Research by Caterpillar presented at a DOE Thermoelectrics workshop early this year projected that a thermoelectric waste heat generator used in place of the standard alternator could reduce fuel consumption by 13% while the powertrain delivered the same propulsion.
Finding ways to reduce fuel consumption is increasingly a critical business issue for the trucking industry. Some 1% of all US transportation fuel is burned up by diesel truck idling at a cost to the trucking industry of more than $1B annually. Add in increasingly stringent emissions regulations and you have a pretty good impetus to discover a solution.
Hi-Z is currently working on and/or testing a 1 kW TE Generator (TEG) for heavy duty trucks, a 300 watt generator for a light trucks and a 200w generator for a hybrid truck.
As ZT increases past 10, the opportunity for the replacement of an internal combustion engine with a TE-powered motor emerges. In that scenario, which is also being considered (albeit somewhat quietly) by the Department of Energy, TE generators could replace hydrogen fuel cells as the power source of the future.

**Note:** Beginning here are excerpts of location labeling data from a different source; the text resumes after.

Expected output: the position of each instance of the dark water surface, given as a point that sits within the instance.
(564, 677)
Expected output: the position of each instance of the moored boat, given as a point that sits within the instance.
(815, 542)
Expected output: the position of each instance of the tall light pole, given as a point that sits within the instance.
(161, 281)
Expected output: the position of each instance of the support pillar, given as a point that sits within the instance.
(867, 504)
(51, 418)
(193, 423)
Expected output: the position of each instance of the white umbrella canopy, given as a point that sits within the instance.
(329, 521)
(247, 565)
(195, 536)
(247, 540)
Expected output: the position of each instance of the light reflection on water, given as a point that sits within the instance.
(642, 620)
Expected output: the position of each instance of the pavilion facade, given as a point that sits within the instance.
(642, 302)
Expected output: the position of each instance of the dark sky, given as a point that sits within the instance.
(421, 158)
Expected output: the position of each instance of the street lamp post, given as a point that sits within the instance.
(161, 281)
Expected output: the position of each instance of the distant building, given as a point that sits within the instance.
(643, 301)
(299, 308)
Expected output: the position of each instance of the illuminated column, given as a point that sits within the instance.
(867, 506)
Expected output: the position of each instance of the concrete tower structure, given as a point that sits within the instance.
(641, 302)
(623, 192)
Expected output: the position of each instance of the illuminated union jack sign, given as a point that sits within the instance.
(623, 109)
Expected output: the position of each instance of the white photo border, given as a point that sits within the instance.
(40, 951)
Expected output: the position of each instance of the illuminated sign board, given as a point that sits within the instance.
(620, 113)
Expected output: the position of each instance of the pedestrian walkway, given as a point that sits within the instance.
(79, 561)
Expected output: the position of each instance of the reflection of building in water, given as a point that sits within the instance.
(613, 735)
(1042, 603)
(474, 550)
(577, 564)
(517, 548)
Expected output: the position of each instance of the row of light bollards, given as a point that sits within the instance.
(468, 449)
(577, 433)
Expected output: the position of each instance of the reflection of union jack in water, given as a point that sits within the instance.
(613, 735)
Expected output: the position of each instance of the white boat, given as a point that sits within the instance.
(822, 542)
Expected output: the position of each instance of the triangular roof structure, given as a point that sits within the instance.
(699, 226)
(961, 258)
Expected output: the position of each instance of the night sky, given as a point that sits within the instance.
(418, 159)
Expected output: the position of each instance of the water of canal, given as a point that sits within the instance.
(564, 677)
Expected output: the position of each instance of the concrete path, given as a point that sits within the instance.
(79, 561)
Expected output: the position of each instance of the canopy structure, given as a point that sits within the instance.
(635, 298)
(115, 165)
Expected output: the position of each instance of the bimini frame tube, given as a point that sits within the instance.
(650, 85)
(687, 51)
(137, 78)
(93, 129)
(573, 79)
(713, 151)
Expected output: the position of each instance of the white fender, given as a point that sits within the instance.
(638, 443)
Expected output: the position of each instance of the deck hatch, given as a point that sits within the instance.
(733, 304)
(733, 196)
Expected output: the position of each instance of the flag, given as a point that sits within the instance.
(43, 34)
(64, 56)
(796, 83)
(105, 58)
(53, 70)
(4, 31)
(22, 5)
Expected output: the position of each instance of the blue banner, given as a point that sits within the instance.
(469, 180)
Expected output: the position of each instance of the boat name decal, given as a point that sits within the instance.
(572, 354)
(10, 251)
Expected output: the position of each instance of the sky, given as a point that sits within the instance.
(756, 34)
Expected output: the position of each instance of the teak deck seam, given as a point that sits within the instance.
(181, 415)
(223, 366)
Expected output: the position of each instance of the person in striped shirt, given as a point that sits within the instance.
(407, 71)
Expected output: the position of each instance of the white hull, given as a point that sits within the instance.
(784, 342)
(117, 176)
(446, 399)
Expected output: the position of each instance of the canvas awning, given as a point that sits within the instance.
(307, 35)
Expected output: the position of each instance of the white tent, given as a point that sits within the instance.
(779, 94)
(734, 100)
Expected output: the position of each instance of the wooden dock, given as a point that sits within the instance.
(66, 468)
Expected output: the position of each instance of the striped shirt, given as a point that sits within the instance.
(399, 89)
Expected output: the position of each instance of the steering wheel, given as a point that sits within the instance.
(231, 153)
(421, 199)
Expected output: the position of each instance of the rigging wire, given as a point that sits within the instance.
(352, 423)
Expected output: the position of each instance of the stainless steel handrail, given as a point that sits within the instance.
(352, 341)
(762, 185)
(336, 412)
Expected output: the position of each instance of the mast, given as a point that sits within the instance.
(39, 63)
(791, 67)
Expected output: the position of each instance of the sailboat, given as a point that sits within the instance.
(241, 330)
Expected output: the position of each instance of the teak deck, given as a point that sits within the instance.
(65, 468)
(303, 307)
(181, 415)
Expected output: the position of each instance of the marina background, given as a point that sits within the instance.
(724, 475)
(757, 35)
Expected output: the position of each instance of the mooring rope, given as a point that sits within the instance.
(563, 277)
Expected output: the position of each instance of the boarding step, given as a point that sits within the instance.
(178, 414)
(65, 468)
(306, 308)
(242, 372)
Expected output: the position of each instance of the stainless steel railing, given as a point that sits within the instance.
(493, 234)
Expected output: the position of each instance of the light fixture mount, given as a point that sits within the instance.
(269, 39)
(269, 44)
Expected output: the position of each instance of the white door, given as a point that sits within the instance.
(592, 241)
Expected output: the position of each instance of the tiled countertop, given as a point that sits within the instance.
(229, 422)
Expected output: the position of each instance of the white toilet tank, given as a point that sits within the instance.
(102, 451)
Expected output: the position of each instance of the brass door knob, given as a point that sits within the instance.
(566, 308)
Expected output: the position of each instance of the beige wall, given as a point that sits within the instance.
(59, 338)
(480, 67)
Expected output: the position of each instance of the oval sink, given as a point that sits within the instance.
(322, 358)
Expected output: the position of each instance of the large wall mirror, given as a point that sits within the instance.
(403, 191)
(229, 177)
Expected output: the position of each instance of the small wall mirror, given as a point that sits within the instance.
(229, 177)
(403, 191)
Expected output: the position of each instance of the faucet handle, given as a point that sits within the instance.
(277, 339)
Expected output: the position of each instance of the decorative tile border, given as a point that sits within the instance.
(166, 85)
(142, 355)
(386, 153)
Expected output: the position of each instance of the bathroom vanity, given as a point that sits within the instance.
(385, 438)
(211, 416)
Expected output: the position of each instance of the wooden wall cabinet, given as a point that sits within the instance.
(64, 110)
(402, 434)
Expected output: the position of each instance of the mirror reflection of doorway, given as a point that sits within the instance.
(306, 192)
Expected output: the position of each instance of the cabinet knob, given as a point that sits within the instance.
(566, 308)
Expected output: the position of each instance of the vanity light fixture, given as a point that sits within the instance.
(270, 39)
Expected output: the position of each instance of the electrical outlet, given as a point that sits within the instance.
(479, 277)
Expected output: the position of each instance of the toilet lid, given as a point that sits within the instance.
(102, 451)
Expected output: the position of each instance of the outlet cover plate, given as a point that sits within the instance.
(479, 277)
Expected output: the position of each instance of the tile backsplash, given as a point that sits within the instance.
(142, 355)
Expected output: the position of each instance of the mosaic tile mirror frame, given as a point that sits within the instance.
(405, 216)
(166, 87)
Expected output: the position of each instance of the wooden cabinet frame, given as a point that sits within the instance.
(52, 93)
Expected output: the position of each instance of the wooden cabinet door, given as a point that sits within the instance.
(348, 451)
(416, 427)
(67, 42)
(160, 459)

That said, there is a tremendous amount of discovery and work to be done to achieve anything close to that level of TE efficiency. What makes it even theoretically possible is the ongoing advancements in nanotech engineering to create custom materials.
In the meantime, while there are benefits to short- to medium-term applications of thermoelectric materials, there are also barriers.
|Thermoelectric Applications for Vehicles|
For waste heat regeneration, however, those barriers should be nothing some market demand and production scaling can’t handle. There are already thermoelectrics present in some high-end vehicles, although of a more trivial nature: seat temperature control and cup warming/cooling. The hypothetical and disruptive application of TE—replacing engines—is much further off, and is dependent upon ongoing nanotech advances in material science. Definitely worth the work, though.